However, if I change to tensorflow 1:

framework(framework="tf")

then it works like a charm and my algo trains with my custom gym env

I found no related issues or questions within the Ray community and the only refference I found googling (tensorflow - "Attempting to perform BLAS operation using StreamExecutor without BLAS support" error occurs - Stack Overflow) is of no use

Any idea of what could be the issue?

I upgraded tensroflow version (duh…) and that fixed it
Now I only have to deal with a new bunch of deprecation warnings but at least it’s working
Thanks

1 Like

Actually my versions were all messed up, I reinstalled the conda environment with current versions of several packages and the error came back again. For refference in case anyone finds this error in the future: I finally found someone with similar error on Nvidia forums, as it turns out, my NVIDIA driver was outdated.
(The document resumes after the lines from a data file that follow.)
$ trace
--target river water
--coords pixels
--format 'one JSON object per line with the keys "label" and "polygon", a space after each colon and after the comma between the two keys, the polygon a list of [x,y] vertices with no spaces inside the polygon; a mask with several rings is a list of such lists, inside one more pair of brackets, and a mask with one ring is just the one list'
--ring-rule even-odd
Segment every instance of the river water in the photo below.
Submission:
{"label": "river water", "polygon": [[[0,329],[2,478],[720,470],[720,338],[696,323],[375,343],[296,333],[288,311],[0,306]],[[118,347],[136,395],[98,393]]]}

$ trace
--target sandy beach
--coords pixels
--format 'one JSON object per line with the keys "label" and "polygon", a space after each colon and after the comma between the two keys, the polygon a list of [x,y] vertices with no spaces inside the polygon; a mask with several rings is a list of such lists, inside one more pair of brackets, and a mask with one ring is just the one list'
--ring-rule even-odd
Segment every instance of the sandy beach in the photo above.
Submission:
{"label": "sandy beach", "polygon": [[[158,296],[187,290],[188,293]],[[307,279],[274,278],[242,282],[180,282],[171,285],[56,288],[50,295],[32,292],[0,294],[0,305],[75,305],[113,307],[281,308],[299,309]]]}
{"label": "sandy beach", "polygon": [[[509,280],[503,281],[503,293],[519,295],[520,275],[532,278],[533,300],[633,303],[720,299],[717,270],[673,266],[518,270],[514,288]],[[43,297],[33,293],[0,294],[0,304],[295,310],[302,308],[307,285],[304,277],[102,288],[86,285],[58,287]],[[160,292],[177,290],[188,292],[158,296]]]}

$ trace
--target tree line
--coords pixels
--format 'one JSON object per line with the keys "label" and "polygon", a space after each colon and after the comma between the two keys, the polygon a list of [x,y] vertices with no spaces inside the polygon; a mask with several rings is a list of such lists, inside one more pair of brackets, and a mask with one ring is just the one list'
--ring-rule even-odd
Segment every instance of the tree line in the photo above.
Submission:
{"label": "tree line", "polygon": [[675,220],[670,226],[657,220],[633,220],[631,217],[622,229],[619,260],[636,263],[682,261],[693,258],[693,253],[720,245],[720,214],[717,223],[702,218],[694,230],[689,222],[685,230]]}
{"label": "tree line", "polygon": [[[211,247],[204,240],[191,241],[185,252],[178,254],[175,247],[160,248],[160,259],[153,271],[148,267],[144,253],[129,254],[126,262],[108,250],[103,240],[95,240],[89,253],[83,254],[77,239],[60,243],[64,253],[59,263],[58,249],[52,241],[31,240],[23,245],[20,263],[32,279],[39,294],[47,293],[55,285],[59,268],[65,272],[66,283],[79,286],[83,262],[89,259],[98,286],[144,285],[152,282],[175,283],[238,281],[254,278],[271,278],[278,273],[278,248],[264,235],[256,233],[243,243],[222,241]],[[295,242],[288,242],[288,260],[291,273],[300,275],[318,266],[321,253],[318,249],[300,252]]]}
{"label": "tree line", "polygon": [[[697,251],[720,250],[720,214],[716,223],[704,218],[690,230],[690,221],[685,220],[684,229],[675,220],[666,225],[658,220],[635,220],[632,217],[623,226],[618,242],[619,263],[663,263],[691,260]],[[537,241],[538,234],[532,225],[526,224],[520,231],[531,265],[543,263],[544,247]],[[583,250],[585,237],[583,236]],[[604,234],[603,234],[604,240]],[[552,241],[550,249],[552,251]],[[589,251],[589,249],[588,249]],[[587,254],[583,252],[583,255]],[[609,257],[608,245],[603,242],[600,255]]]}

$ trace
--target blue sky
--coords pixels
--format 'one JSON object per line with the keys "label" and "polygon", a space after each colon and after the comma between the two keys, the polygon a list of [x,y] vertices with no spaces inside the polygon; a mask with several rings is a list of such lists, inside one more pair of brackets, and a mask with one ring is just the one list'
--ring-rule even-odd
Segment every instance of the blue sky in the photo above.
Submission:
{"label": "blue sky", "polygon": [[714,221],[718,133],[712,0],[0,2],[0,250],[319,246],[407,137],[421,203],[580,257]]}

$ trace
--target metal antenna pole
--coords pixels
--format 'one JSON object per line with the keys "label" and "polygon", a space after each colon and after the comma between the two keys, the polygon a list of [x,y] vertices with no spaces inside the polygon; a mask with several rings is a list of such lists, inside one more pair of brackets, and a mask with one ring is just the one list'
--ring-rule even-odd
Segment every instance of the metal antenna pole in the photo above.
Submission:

After updating it, the error went away for good.
Thanks

Hi Prejan,
as I am also using NVIDIA and facing exactly the same error message with rllib==2.3 and tensorflow==2.10.1, can you tell me which NVIDIA driver version was working for you?
Thanks!

In general, regarding the original error message, it may also be the reason that the rllib config is not properly set in terms of num_gpus and num_gpus_per_worker.

Hello @PhilippWillms

Very sorry I didn’t answer your question. I’ve been bugged up with too many things and didn’t came back to the forum for a while.

As of now you will have probably sorted this out already, but just in case you haven’t or that anyone else needs this answer:

Nvidia GeForce GTX 1050
Driver version: 528.02

Hope this helps